Los rechazos son la solución para todo: el segundo período difícil del cuarto partido de la final de…
Los rebotes son lo que decide todo: el segundo período del cuarto partido de la final de la Copa Gagarín fue muy complicado. En el segundo período del cuarto partido de la final de la Copa Gagarín, el juego seguía siendo muy difícil. Pero, al menos, ambos equipos lograron marcar un gol cada uno. En ambos casos, no se pudo evitar el azar: el portero del Ak Bars, Timur Bilyalov, no logró detener la pelota después de un lanzamiento directo de Alexander Polunin. Por parte de los anfitriones, Alexander Yelesin logró detener la pelota con un rebote.

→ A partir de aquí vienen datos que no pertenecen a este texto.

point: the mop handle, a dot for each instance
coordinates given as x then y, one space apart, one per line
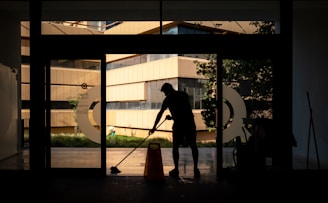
139 144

Una lucha táctica como esta solo resalta la alta intensidad de esta serie de partidos. Los entrenadores apostaron por una defensa muy fuerte y un control total de la zona media del campo. Esto, naturalmente, llevó a una falta de oportunidades claras para marcar goles. Pero, en este tipo de partidos, lo importante es la calidad del jugador. Polunin demostró su calma en situaciones difíciles, mientras que Yelesin, aunque no intencionalmente, demostró que en los playoffs cualquier pelota que llegue al gol puede ser decisiva. A continuación, llega el tercer período, donde la disciplina táctica se enfrentará nuevamente al factor del azar. El equipo que esté más preparado para luchar en cada centímetro del hielo, será el que dé el paso decisivo hacia el premio más importante de la temporada.